Jane Kirkpatrick is known for her detailed story telling and deep characters. One More River to Cross by Kirkpatrick is no exception. The story is so historically rich and the characters both deep and diverse. This is a story of true heroism; families traveling, ultimately, as the first to settle into California in the 1840’s. It’s filled with exciting, dramatic moments and then also realistic moments of monotony and the daily grind of progressing through challenging terrain and even more dangerous weather conditions.

I was so impressed with the detail and historical accuracy of the story, but also how connected I was able to feel to the characters. The gender rolls are strong and the historically accurate representation of what that means really transported me to another time and place where childbirth was “women’s work” and “the men were the leaders and made the decisions.” I couldn’t fathom all these women went through, and the true grit and strength they showed in dealing with social constraints, unnerving life experiences, tragedy, and also true joy and happiness.

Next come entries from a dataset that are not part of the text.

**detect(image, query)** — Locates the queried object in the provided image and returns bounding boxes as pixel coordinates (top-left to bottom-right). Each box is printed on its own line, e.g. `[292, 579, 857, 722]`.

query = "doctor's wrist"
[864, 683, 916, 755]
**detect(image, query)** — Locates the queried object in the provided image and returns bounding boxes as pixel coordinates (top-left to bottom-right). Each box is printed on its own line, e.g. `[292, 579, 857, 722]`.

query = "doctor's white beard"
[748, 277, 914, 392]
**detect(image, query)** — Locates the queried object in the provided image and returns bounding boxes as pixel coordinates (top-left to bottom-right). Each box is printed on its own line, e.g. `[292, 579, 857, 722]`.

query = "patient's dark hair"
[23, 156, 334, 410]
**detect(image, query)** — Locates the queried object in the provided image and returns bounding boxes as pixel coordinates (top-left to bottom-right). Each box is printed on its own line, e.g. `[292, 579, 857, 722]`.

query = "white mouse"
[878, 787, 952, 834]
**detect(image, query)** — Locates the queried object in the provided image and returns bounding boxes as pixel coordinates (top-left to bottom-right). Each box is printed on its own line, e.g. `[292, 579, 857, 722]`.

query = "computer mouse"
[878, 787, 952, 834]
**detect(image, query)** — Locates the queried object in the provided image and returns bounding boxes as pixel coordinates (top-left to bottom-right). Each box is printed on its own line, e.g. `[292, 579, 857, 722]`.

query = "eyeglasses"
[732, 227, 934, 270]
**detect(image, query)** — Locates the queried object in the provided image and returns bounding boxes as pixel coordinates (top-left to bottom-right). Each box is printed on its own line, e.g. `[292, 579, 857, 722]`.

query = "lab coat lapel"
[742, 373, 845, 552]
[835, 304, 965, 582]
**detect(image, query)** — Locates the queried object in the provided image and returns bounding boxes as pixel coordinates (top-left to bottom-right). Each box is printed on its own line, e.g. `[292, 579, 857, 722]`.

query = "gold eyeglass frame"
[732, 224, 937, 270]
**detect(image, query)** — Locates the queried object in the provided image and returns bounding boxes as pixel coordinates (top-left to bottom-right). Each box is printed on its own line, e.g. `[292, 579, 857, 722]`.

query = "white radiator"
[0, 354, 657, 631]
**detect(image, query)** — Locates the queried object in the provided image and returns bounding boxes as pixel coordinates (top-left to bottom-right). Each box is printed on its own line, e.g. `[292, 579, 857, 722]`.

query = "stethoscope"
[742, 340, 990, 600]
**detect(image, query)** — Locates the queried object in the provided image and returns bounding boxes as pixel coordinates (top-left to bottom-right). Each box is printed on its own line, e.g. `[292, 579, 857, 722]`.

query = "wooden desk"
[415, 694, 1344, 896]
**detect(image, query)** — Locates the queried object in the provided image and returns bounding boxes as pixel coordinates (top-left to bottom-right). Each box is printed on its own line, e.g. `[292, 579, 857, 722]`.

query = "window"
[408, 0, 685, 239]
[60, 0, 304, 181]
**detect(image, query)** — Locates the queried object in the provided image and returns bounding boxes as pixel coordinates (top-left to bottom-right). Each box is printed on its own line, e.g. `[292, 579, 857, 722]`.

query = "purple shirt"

Curling up with Kirkpatrick’s characters this chilly fall I could only begin to understand the insane experience they had. I was enthralled by their ingenuity, frustrated by the challenges they faced and even more so by the very frustrations the female characters had of being overlooked or misunderstood. Such an interesting read as a woman and as a natural born leader. I could relate to those in the story who felt they big, great ideas and were just trying to be heard or understood. I think Kirkpatrick’s approach while accurate and realistic also provided enough of the characters who were”challenging the norm” overtly or inwardly to satiate my desire for the women to be heard.

The pace is not fast but the story ebbs and flows so rhythmically filled with excitement, tragedy, life’s bests moments of achievement and family that I just really felt myself pulled in, turning page after page, not realizing how far along I was. A truly captivating read and I found myself so grateful for the strong women who helped to shape our country even at it’s earliest stages. I hope you’ll grab a copy of One More River to Cross by Jane Kirkpatrick, and be sure to let me know what you think.

Thanks to Revell, a division of Baker Publishing group, for the book. All opinions are my own.